She laid her head on his chest. They'd slowed to a near stop just inside the forest line near the spot where Emmett and Jacob had built a rickety tree house as children. "I remember volunteering to teach the children, being paid a little to do so by the other parents until official schools could open, with official teachers."
"I remember our children, Edward. We had children! I remember them. I wonder what happened to them after I died. After Maureen died, I mean."
Her brow furrowed in concentration and turned her face up to look at him. "Were our children half-gods, then, like Hercules, since you're..." she made a vague gesture towards him.

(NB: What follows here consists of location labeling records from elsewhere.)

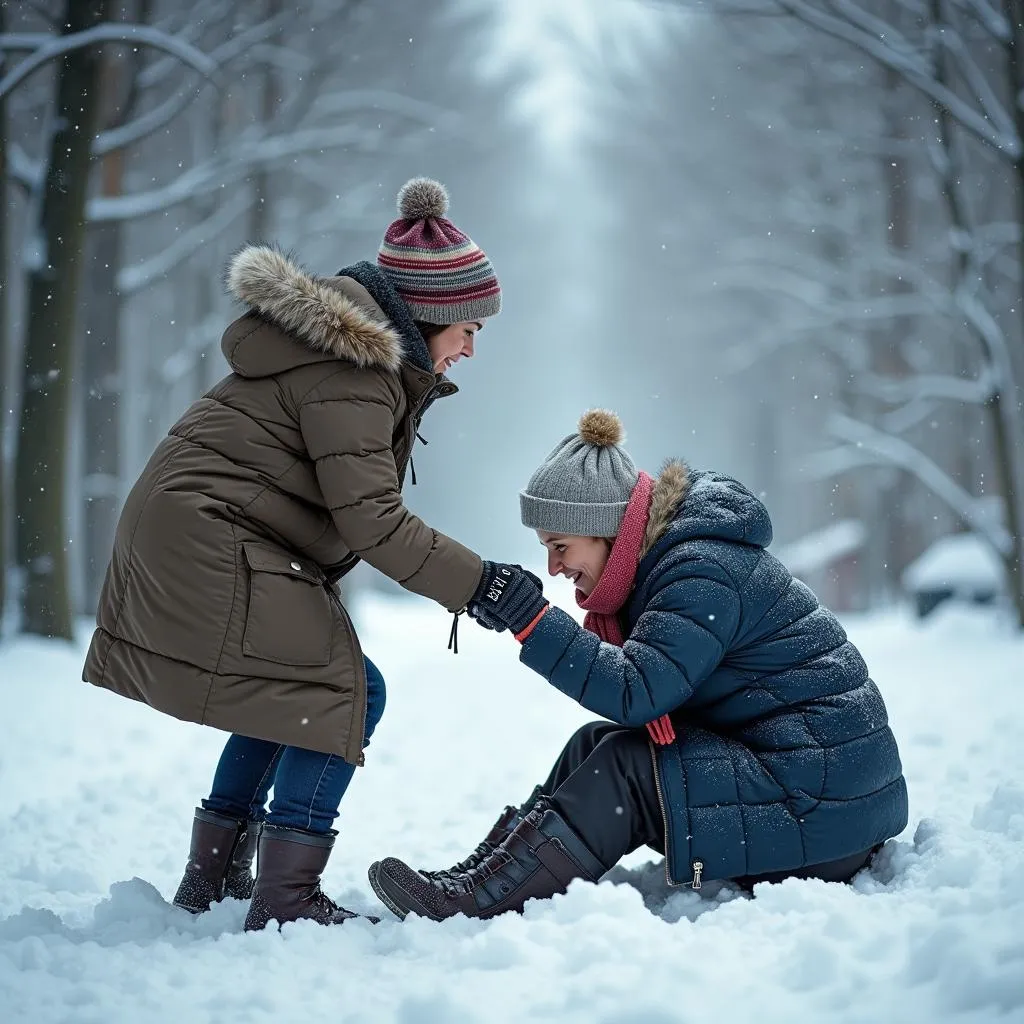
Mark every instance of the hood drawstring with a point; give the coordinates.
(454, 635)
(412, 464)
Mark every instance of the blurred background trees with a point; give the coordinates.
(782, 239)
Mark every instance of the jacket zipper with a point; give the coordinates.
(665, 816)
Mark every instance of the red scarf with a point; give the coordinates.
(615, 585)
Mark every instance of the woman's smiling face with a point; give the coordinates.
(450, 345)
(580, 559)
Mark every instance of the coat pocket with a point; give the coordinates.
(289, 619)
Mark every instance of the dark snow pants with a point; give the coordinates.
(603, 785)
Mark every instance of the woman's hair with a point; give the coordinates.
(429, 330)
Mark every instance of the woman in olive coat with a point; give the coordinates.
(219, 604)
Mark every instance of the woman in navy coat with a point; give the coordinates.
(741, 734)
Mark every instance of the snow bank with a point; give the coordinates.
(98, 794)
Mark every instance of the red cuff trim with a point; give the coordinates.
(662, 730)
(529, 629)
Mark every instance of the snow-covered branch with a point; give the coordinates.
(133, 279)
(926, 386)
(162, 115)
(977, 81)
(57, 46)
(245, 157)
(896, 452)
(24, 42)
(994, 22)
(891, 50)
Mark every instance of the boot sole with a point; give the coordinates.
(382, 894)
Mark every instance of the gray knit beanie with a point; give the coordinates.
(585, 484)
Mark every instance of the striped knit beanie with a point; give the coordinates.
(442, 275)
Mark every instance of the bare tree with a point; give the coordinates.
(934, 48)
(52, 287)
(40, 469)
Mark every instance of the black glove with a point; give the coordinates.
(508, 597)
(484, 616)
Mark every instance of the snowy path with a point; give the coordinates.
(97, 791)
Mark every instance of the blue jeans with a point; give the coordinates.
(307, 784)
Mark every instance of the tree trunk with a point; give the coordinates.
(900, 540)
(100, 312)
(1001, 408)
(259, 218)
(1006, 420)
(100, 464)
(42, 442)
(4, 285)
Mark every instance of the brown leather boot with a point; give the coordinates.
(540, 858)
(291, 862)
(220, 857)
(500, 832)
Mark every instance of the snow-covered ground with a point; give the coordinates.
(97, 795)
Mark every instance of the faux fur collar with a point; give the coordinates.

He grinned broadly. "Since I'm the love god?" He waggled his eyebrows at her as he said this. It inevitably made her roll her eyes, his references to being the god of love in the mythological cycles. And her standard response always included-
"Ok, Cupid. You're a love god. The love god, if you prefer. Stick to the topic and answer the question!"
Chuckling, he answered. "No, not half-gods. Remember, I was Seamus then, born into a human body just as you are, with no memories of who I am, not Aengus-in-a-physical form like I am now." His eyes slid sideways toward her. "Any children I might father now, with you, would indeed be half-human."
Her jaw dropped and she froze. "You want children?"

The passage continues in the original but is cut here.